Map of school-age children in earthquake zones illustrates an accompanying article: following the recent earthquakes in China, experts assess school safety and the vulnerability of children to earthquakes.
An embedded Google Earth client in an article in Nature News shows the population count living within 75 kilometers of each of the world′s nuclear power plants. Population increases with circle size and color, from green (< 0.5 million) to red (> 20 million). The data and analysis were developed by SEDAC.
This article in the annual anthology, Sensing Our Planet: NASA Earth Science Research Features 2012, describes how economists have used night-time lights satellite data together with SEDAC human settlements data as a measure of economic growth, complementing traditional economic data. The researchers combined a dataset produced by NOAA’s National Geophysical Data Center from the Defense Meteorological Satellite Program (DMSP) with SEDAC’s Global Rural-Urban Mapping Project version 1 (GRUMPv1) Settlement Points to attribute economic activity to specific cities.
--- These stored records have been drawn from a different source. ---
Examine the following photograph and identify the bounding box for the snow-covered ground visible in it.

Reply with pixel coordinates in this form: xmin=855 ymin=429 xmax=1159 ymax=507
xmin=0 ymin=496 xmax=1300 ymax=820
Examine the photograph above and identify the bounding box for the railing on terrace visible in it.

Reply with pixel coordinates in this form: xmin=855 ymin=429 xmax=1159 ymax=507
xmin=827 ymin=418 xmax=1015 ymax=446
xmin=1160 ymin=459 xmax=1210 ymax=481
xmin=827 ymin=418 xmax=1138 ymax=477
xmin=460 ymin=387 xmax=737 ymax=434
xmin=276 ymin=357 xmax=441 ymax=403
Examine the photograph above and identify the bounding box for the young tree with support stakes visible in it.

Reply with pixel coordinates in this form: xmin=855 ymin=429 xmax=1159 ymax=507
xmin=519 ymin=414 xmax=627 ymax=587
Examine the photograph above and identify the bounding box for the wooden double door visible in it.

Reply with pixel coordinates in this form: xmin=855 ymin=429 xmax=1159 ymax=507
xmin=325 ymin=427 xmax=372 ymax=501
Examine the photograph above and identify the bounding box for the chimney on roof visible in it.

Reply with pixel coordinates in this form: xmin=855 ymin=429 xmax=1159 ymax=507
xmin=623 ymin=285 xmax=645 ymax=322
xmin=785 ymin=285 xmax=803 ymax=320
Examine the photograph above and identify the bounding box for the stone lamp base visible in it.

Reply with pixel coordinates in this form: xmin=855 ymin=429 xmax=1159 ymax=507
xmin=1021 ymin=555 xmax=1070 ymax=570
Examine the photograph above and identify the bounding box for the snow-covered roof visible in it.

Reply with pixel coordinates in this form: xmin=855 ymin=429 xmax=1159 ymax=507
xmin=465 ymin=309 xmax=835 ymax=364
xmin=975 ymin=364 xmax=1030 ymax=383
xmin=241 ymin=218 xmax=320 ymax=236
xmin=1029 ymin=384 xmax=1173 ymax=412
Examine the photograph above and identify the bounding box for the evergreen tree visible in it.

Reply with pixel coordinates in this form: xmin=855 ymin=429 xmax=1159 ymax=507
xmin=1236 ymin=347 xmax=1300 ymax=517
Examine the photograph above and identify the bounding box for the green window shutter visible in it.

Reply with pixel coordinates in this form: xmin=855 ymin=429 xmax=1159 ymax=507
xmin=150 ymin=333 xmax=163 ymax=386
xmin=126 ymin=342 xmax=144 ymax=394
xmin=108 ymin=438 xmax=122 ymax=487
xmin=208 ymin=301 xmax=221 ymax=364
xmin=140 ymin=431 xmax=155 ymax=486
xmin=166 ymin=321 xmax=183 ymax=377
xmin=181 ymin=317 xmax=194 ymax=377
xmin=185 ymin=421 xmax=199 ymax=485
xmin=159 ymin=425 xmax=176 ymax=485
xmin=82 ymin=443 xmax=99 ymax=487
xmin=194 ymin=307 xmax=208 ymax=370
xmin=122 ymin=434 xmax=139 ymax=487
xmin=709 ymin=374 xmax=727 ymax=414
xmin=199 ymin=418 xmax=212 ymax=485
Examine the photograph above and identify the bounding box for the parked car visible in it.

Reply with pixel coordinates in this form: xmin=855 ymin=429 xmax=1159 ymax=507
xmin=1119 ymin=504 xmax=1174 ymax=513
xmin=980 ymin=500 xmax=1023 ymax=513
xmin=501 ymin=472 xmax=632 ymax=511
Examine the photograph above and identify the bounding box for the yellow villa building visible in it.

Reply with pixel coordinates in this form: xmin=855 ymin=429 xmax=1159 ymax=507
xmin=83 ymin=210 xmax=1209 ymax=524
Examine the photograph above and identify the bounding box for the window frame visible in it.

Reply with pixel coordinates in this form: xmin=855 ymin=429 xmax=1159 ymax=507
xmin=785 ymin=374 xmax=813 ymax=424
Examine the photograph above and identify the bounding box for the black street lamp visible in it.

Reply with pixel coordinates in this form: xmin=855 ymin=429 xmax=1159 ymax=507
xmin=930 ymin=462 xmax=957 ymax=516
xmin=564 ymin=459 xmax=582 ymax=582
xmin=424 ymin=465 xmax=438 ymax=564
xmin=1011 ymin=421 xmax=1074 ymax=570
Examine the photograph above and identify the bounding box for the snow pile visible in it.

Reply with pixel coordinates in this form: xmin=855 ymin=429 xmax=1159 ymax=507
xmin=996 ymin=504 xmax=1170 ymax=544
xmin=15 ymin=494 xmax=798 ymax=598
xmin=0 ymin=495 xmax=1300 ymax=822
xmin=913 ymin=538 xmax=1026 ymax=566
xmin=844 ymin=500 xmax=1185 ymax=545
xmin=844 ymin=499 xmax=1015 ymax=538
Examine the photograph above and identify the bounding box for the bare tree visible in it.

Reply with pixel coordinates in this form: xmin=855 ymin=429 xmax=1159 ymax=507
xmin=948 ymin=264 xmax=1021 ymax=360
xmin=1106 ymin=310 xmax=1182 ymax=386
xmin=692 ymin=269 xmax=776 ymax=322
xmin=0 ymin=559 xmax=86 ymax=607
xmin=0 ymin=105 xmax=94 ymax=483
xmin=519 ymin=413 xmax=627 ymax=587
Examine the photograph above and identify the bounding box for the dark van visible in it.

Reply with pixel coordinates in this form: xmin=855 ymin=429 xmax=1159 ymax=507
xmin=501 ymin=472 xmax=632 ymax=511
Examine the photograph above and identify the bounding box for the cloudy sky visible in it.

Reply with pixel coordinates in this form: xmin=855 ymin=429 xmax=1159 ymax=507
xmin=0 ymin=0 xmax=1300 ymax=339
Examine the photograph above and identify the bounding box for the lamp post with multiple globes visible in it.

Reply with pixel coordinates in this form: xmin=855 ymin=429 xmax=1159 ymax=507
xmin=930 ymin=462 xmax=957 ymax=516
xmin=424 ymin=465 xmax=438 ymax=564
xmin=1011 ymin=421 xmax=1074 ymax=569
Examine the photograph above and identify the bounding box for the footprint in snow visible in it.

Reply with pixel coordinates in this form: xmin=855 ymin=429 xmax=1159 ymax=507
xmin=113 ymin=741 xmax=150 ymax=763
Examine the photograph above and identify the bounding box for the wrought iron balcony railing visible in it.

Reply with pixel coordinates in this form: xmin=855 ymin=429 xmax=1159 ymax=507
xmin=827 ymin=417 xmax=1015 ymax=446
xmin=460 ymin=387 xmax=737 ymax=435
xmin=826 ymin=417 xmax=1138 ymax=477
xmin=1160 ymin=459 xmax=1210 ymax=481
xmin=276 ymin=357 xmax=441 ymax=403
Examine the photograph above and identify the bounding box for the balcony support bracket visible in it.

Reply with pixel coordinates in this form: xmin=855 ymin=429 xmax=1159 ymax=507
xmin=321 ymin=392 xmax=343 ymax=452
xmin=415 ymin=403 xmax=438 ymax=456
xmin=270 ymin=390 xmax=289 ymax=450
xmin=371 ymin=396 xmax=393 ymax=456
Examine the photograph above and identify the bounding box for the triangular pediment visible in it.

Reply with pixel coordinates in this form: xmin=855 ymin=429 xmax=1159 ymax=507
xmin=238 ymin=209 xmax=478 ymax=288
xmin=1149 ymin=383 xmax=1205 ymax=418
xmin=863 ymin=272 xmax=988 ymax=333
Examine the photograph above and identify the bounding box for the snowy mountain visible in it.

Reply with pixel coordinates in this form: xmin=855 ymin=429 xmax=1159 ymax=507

The researchers, including former SEDAC staff member Adam Storeygard, show that the night-time lights data enable cross-border and subnational assessments of economic activity.
Data and maps compiled by SEDAC and the Center for Hazards and Risk Research are featured in a front-page news article in the New York Times (print version February 25) assessing the vulnerability of buildings in earthquake zones. “Where Shoddy Construction Could Mean Death” shows a map (top) that depicts the predicted number of deaths in Instanbul from a magnitude 7.5 earthquake, depending on the type of construction of the building. The second map (bottom) ranks the vulnerability of other urban areas in earthquake zones with more than one million people.